Mekâna geldiğimde Yiğit abi hariç herkese oradaydı. Deniz beni görür görmez ayağa kalktı "Ne bu halin Azra?" boş gözlerle ona baktığımda dün geceyi hazırlamış olacak ki, sinirle nefesini dışarıya üfledi.

Umursamadan diğerinin yanına oturduğum da Cem "Duyduğuma göre dün gece olaylar olaylar " dedi alayla kim derdi ki bu çocuk psikopatın önde gideni.

"Olaysız bi günümüz var sanki" dedim sıkıntıyla iç çekerken.

"Deniz arasana Yiğit kaptan nerde kaldı ya" dedi Doruk sigarasını yakarken. O sırada kapı açıldı.

Ve Yiğit abi yine yapacağını yapmıştı. Bakışlarım istemsizce Denize kayarken onunda ne kadar şaşkın olduğu çok belliydi. Yiğit abi hayatla birlikte gelmişti. Hepimiz şaşkınlıkla Hayata bakıyorduk. çok değişmişti koyu renk göz makyajı yapmıştı. Kıyafetleri çok farklıydı daha düne kadar pembe renk elbise giyen kız simdi deri Ceket ve şortla karşımızda duruyordu.

"Ve Yiğit Gürsoy noktayı koyar" bu tabii ki Doruğun yorumuydu. Cem elini kalbinin üstüne koyup " Sana kardeşim dediğim güne lanet olsun. Ciğerim yanıyo " diye Hayatın önünde diz çökmüştü. Hepimiz gülerken Deniz sadece Hayatın Gözlerine bakıyordu. Kısa bi süre sonra gözleri birbirleri ile buluştu.
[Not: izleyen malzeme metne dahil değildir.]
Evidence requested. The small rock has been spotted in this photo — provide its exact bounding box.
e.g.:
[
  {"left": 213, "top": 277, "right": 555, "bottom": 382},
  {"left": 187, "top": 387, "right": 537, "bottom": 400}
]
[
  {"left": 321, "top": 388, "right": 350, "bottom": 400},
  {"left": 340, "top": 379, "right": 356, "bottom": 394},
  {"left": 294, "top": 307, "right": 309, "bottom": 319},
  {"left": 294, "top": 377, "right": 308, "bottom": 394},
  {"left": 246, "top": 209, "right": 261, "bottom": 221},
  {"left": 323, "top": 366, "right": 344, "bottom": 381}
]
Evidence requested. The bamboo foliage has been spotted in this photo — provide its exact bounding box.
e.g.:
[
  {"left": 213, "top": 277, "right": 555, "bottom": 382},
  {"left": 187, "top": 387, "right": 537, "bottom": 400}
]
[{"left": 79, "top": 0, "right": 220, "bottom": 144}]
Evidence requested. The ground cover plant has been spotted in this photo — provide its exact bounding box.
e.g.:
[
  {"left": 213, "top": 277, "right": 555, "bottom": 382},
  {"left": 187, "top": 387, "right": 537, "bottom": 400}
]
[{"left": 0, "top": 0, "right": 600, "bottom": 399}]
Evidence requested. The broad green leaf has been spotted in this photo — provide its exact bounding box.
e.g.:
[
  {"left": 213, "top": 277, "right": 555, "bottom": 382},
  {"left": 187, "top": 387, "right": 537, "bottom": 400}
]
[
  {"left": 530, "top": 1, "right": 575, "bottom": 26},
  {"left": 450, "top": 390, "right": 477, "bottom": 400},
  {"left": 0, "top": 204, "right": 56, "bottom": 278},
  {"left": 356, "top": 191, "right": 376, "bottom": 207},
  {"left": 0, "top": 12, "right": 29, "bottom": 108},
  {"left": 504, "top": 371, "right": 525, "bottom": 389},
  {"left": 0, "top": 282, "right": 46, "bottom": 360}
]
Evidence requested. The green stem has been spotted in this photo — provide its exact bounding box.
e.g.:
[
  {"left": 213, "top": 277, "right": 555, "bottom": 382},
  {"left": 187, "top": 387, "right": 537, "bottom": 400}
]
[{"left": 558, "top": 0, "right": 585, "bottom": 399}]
Hayat Umursamazca bakışlarını başka bi yöne çevirdiğinde Deniz afallamıştı, kısa bir süre sonra kendini toparlayıp konuşmaya başladı

"İş Konuşmaya gelmedik mi biz buraya ?" Yiğit abi Denize bakıp gülümsedi " Tabi aslanım iş konuşucaz başka niye gelelim " bu cümlenin altında yatan 'kalırsın öyle göt gibi' anlamını ben çok iyi biliyordum.

" Bakın bu iş diğerleri gibi değil çocuklar. Bu çok tehlikeli, tek başına üstünden kalabileceğiniz bi iş değil. Eğer bu işe karışmak istemezseniz." Doruk bıkkınlıkla ayağa kalkıp "Bişey içmek isteyen var mı ? Yiğit abi sende anlat artık su adamı." dedi sanki az önce söylediklerini duymamış gibi.

Yiğit abi gülümsedi ve konuşmaya başladı bu sırada Doruk 5 tane bira ve meyve suyu getirmişti.

" Adamımız Cihan Erdağ, şerefsiz in önde gideni aynı zamanda da Türkiye nin en büyük iş adamlarından biri." yutkundu ve devam etti " adamın elindeki şirketi ile ilgili bütün pis işlerinin yazılı olduğu belgeler var. Bizim amacımız da bu belgeleri gün yüzüne çıkarmak, Ama dediğim gibi adam çok tehlikeli anında ayağınızı yerden kaydırabilecek güce sahip."